Excite, Attend and Segment (EASe): Domain-Agnostic Fine-Grained Mask Discovery with Feature Calibration and Self-Supervised Upsampling

Abstract

Unsupervised segmentation approaches have increasingly leveraged foundation models (FM) to improve salient object discovery. However, these methods often falter in scenes with complex, multi-component morphologies, where fine-grained structural detail is indispensable. Many state-of-the-art unsupervised segmentation pipelines rely on mask discovery approaches that utilize coarse, patch-level representations. These coarse representations inherently suppress the fine-grained detail required to resolve such complex morphologies. To overcome this limitation, we propose Excite, Attend and Segment (EASe), an unsupervised domain-agnostic semantic segmentation framework for easy fine-grained mask discovery across challenging real-world scenes. EASe utilizes novel Semantic-Aware Upsampling with Channel Excitation (SAUCE) to excite low-resolution FM feature channels for selective calibration and attends across spatially-encoded image and FM features to recover full-resolution semantic representations. Finally, EASe segments the aggregated features into multi-granularity masks using a novel training-free Cue-Attentive Feature Aggregator (CAFE) which leverages SAUCE attention scores as a semantic grouping signal. EASe, together with SAUCE and CAFE, operate directly at pixel-level feature representations to enable accurate fine-grained dense semantic mask discovery. Our evaluation demonstrates superior performance of EASe over previous state-of-the-arts (SOTAs) across major standard benchmarks and diverse datasets with complex morphologies. Code is available at https://ease-project.github.io

Figures (4)

• Figure 1: Overview of Excite, Attend and Segment (EASe). (Top) SAUCE (Semantic-Aware Upsampling with Channel Excitation) lifts coarse foundation model tokens to pixel-level semantic features via SE-calibrated cross-attention, where channel-excited features serve as both values and key modulators through SFT conditioning. (Bottom) EASe then utilises CAFE (Cue-Attentive Feature Aggregator), which first quantizes (Q) SAUCE's upsampled features into prototypes, then leverages SAUCE's to reduce and merge prototypes into coherent segments using Attention-Guided Grouping (AGG), followed by hierarchical agglomerative merging to produce pixel-level multi-granularity semantic segmentation masks (Right).

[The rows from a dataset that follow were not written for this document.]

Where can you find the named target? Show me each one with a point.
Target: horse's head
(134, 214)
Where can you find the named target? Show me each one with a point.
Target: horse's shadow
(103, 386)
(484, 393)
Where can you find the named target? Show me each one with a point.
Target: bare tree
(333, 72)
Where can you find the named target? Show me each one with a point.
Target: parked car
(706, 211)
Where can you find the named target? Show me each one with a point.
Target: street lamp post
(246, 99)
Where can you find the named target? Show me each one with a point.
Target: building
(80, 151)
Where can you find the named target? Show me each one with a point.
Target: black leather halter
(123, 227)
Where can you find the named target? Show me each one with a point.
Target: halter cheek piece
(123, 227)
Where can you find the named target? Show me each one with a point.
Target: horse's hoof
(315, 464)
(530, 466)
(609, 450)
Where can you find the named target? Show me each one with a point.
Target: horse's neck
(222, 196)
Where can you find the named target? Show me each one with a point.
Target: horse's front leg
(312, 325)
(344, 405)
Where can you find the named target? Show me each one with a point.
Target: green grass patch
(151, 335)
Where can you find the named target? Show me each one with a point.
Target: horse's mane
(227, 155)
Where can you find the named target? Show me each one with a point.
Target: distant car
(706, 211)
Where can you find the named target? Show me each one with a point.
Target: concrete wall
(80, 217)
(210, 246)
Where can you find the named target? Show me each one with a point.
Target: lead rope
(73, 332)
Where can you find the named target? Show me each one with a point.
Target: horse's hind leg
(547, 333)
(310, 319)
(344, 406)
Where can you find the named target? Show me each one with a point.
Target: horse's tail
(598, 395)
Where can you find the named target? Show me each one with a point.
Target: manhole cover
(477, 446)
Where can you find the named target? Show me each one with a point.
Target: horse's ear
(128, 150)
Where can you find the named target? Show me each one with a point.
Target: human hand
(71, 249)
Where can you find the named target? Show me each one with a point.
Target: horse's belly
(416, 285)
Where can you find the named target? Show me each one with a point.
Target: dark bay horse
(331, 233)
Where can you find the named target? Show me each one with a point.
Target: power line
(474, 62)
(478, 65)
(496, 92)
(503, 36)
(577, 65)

• Figure 2: SAUCE Architecture. A frozen vision encoder extracts low-resolution tokens ($F_\text{lr}$). The Channel Excitation (Squeeze-and-Excitation (SE)) block recalibrates these tokens, which condition keys via Spatial Feature Transform (SFT) and serve directly as values in cross-attention. An image encoder with Rotary Position Embeddings (RoPE) produces queries at full resolution and keys at token resolution. The resulting attention map transfers semantic content from the recalibrated tokens to every pixel, yielding the upsampled feature map ($F_\text{hr}$).

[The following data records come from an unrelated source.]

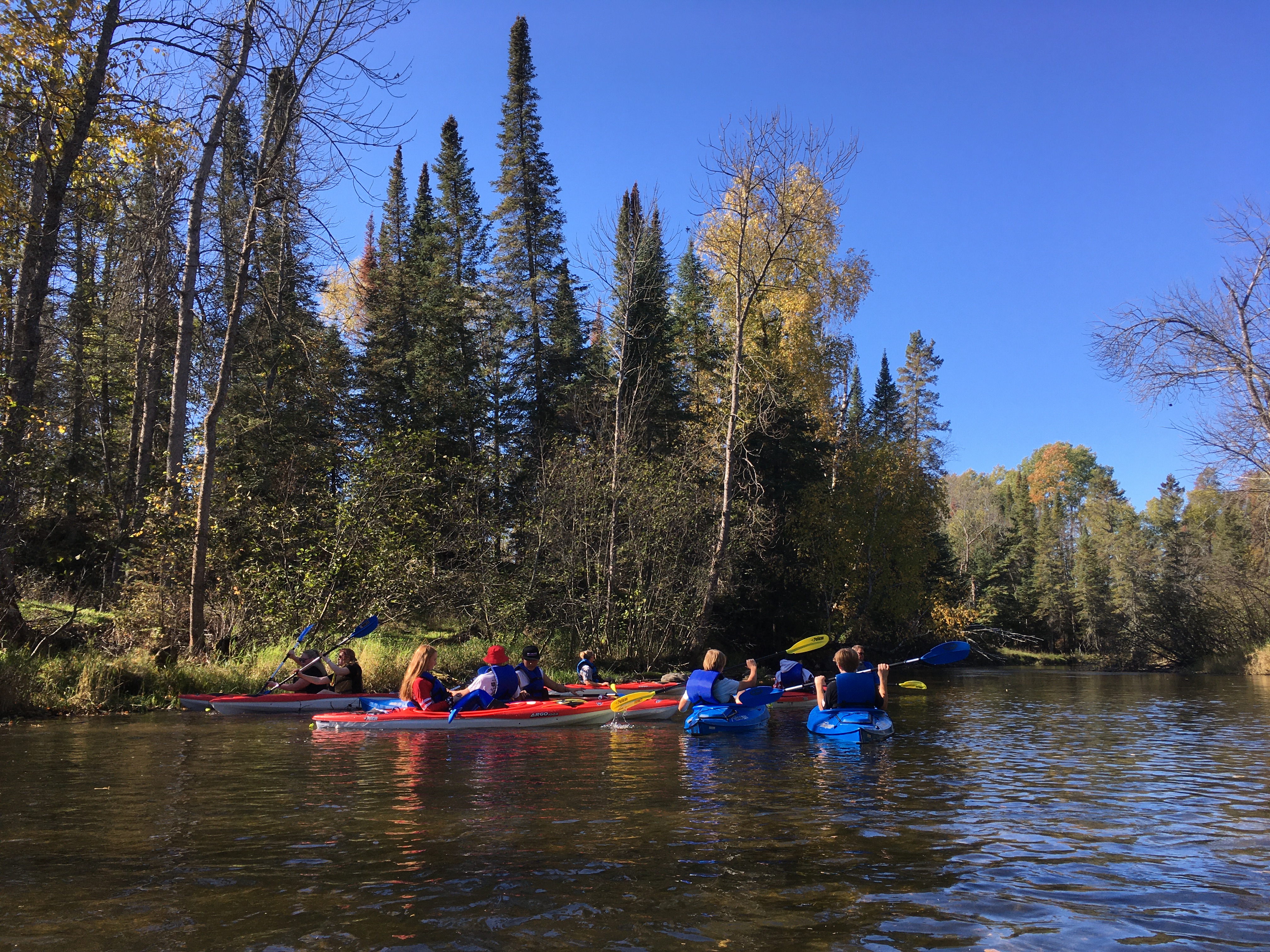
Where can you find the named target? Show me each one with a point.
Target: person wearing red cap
(498, 678)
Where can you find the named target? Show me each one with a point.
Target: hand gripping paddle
(300, 640)
(628, 701)
(798, 648)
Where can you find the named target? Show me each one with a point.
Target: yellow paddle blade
(811, 644)
(628, 701)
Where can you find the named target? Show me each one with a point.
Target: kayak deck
(519, 714)
(288, 704)
(851, 724)
(717, 719)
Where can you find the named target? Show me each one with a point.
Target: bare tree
(233, 73)
(1213, 347)
(763, 219)
(64, 125)
(312, 82)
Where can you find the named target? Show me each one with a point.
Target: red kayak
(275, 704)
(518, 714)
(672, 690)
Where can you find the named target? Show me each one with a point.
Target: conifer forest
(216, 431)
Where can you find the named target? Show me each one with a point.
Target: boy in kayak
(853, 687)
(587, 672)
(420, 686)
(346, 677)
(535, 683)
(310, 680)
(498, 678)
(707, 686)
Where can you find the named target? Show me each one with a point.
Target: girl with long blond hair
(420, 686)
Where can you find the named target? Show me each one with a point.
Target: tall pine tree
(921, 402)
(529, 216)
(886, 413)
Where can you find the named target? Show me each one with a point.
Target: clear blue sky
(1024, 168)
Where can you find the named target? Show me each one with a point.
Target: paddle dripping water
(1014, 810)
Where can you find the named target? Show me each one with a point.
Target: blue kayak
(851, 723)
(712, 719)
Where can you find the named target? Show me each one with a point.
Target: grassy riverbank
(91, 681)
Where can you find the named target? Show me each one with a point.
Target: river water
(1013, 810)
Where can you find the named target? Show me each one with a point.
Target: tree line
(637, 449)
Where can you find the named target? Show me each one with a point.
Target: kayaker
(860, 654)
(587, 672)
(310, 680)
(707, 686)
(346, 677)
(853, 687)
(498, 678)
(420, 686)
(792, 676)
(535, 683)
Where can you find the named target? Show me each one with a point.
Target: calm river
(1014, 810)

• Figure 3: Overview of the CAFE architecture. In CAFE, low-resolution features $F_\text{lr}$ from the FM vision encoder are passed through SAUCE, which outputs attention scores $\mathbf{A}_{i,k}$ alongside $F_{hr}$. Stage 1 (Cue Discovery via Cross-Resolution Seeding, CRS) initializes a prototype dictionary $\mathcal{D} \in \mathbb{R}^{N_{lr} \times C}$ from quantized $F_\text{lr}$ and $F_\text{hr}$. $\mathcal{U}\left(\cdot\right)$ operator merges quantized attention clusters $\mathbf{R}$ and semantic clusters $\mathbf{S}$ to obtain refined prototypes $\mathcal{D}' \in \mathbb{R}^{K' \times C}$. $\mathcal{D}'$ is iteratively refined in Stage 1 until convergence. Stage 2 (Attention-Guided Grouping, AGG) assigns every pixel a label by combining the grouped affinity map $G \cdot A_{i,k}$ with $F_\text{hr}$ under the final $\mathcal{D}'$. Stage 3 (Hierarchical Merging, HM) progressively merges dense pixel-level assignments into coarser partitions. The resulting fine-to-coarse segmentation hierarchy spanning various fine-to-coarse levels is shown in the top panel.

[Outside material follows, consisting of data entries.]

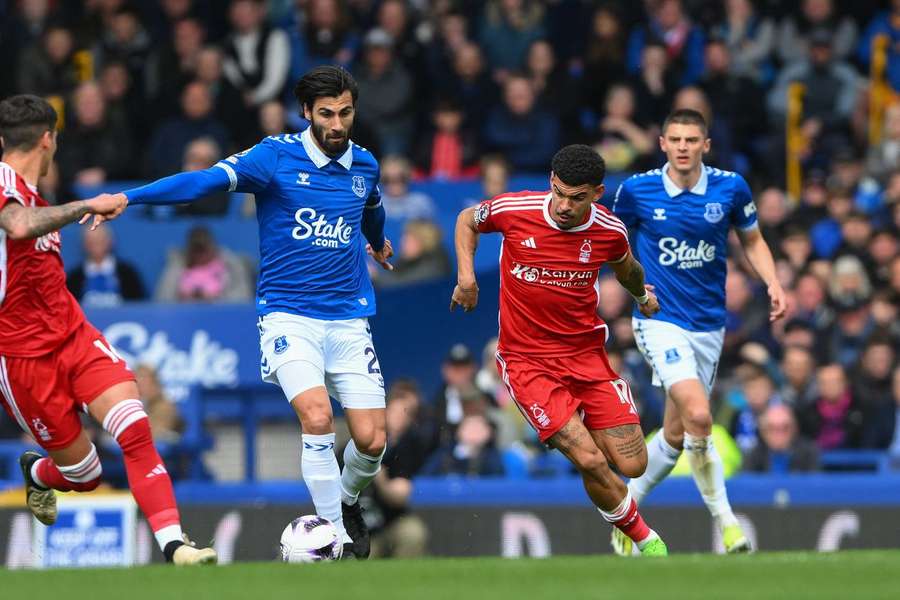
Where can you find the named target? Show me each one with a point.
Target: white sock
(706, 466)
(661, 459)
(359, 471)
(170, 533)
(323, 477)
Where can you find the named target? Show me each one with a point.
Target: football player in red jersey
(53, 363)
(551, 347)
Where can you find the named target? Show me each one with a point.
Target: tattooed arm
(29, 222)
(630, 274)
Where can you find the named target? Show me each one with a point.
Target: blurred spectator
(885, 23)
(47, 67)
(197, 120)
(204, 272)
(798, 367)
(758, 393)
(396, 531)
(831, 90)
(400, 203)
(471, 452)
(173, 65)
(507, 29)
(385, 94)
(524, 133)
(201, 154)
(872, 390)
(884, 158)
(257, 55)
(94, 149)
(749, 38)
(103, 279)
(604, 57)
(796, 31)
(654, 84)
(228, 102)
(421, 256)
(625, 144)
(458, 396)
(450, 150)
(554, 88)
(781, 450)
(165, 421)
(125, 41)
(682, 39)
(834, 420)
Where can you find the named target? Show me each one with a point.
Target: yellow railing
(795, 142)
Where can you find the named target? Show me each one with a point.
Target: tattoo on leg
(622, 431)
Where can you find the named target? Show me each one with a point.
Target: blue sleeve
(183, 187)
(373, 218)
(743, 210)
(251, 171)
(624, 206)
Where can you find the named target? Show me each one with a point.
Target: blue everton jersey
(681, 238)
(310, 210)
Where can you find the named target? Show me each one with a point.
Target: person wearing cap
(385, 93)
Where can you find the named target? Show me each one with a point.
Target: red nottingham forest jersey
(37, 312)
(548, 276)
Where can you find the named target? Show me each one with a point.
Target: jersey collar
(586, 225)
(319, 158)
(672, 188)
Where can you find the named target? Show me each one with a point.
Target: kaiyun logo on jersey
(326, 234)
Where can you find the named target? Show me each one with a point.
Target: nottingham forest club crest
(359, 185)
(713, 212)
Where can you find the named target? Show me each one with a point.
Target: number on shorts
(107, 350)
(373, 364)
(624, 393)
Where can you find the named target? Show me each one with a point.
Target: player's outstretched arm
(29, 222)
(630, 274)
(761, 260)
(465, 294)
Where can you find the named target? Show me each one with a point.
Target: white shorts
(676, 354)
(300, 353)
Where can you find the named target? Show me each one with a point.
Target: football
(310, 539)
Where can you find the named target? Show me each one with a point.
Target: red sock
(147, 476)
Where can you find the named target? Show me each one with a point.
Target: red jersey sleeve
(619, 246)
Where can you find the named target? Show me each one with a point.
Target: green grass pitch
(853, 575)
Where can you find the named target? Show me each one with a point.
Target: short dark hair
(327, 81)
(685, 116)
(578, 164)
(23, 120)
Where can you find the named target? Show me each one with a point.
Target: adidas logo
(157, 470)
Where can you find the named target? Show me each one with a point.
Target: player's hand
(383, 255)
(104, 207)
(465, 296)
(651, 307)
(778, 302)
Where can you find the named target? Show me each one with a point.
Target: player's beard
(331, 147)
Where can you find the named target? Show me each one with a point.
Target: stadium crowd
(455, 90)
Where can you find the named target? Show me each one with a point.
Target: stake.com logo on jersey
(327, 235)
(544, 276)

• Figure 4: Qualitative comparison across datasets, with highlighted red-encircled region of interest. EASe consistently produces sharper, semantically correct masks, separating adjacent objects. Row 1 and Row 6 examples show global semantics preservation with heads, and feather correctly assigned to same respective semantic classes. In other cases, such as Rows 2-3, EASe distinguishes small items (e.g. boxes, bottles) on table. Examples in Rows 7-8 correctly capture damage pattern and fragmented object of debris precisely at pixel level, whereas DiffCut and DiffSeg either merge or miss them.